Enfin, j'aimerais dire que je suis outrée que ce comité et le comité de la Chambre aient refusé d'entendre Don Chapman, alors que le résumé législatif du projet de loi C-24 ne contient pas moins de 20 références aux « Canadiens dépossédés de leur citoyenneté ». Quand il est question de loi sur la citoyenneté, la politique partisane doit être évacuée. Le témoignage de M. Chapman n'aurait pas porté sur lui ou sur vous, mais sur ce qui est dans l'intérêt du Canada. Le Sénat est censé être la chambre de second examen objectif. En empêchant la tenue d'une discussion ouverte, vous sapez le processus démocratique.

Les épouses de guerre, leurs enfants et un nombre incalculable de personnes ont été victimes de lois discriminatoires sur la citoyenneté. En tant que sénateurs, c'est votre travail — ou plutôt votre devoir — de vous informer, d'établir la vérité et de respecter la Charte. Le manque de considération à l'égard du leader du groupe de Canadiens dépossédés de leur citoyenneté par ce comité et le comité de la Chambre est dégoûtant. Selon moi, le projet de loi C-24 dans sa forme actuelle est un désastre.

Le président : Merci. Avant de donner la parole à M. Woo, j'aimerais dire aux fins du compte rendu que M. Chapman et de nombreuses autres parties prenantes ont été invités à soumettre un mémoire écrit.

Monsieur Woo, vous avez la parole.

Yuen Pau Woo, président-directeur général, Fondation Asie Pacifique du Canada : Merci, monsieur le président et merci aux membres du comité de m'avoir invité à témoigner. Mes observations porteront précisément sur les exigences rehaussées en matière de résidence pour les immigrants reçus qui veulent accéder à la citoyenneté. J'ai quatre arguments à présenter à cet effet et un argument plus général à propos de l'aspect principal de la politique.

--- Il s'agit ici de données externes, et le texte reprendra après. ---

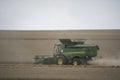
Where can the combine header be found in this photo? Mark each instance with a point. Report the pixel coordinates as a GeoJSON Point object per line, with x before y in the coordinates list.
{"type": "Point", "coordinates": [69, 52]}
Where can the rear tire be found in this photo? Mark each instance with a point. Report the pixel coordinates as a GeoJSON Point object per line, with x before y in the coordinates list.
{"type": "Point", "coordinates": [76, 61]}
{"type": "Point", "coordinates": [61, 60]}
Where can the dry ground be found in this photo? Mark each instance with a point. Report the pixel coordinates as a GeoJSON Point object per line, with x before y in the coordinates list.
{"type": "Point", "coordinates": [55, 72]}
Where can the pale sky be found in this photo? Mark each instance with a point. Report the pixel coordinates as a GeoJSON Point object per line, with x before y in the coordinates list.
{"type": "Point", "coordinates": [59, 14]}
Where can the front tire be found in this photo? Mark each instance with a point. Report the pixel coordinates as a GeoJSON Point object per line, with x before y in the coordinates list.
{"type": "Point", "coordinates": [61, 60]}
{"type": "Point", "coordinates": [76, 61]}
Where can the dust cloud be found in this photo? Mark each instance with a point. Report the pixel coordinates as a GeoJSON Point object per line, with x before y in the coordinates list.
{"type": "Point", "coordinates": [106, 61]}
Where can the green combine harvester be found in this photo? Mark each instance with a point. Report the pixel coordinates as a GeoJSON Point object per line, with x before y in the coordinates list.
{"type": "Point", "coordinates": [69, 52]}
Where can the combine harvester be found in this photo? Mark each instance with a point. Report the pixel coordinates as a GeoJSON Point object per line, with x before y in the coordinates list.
{"type": "Point", "coordinates": [69, 52]}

D'abord, les exigences plus élevées et plus sévères en matière de résidence de quatre ans sur six ans réduiront le taux d'admissibilité à la citoyenneté. On entend déjà de nombreuses plaintes à propos de la règle actuelle de trois ans de résidence sur cinq, et j'ai toutes les raisons de croire que de faire passer cette exigence à quatre ans fera en sorte qu'il sera plus difficile pour les immigrants reçus de devenir citoyens ce qui réduira le taux d'admissibilité à la citoyenneté.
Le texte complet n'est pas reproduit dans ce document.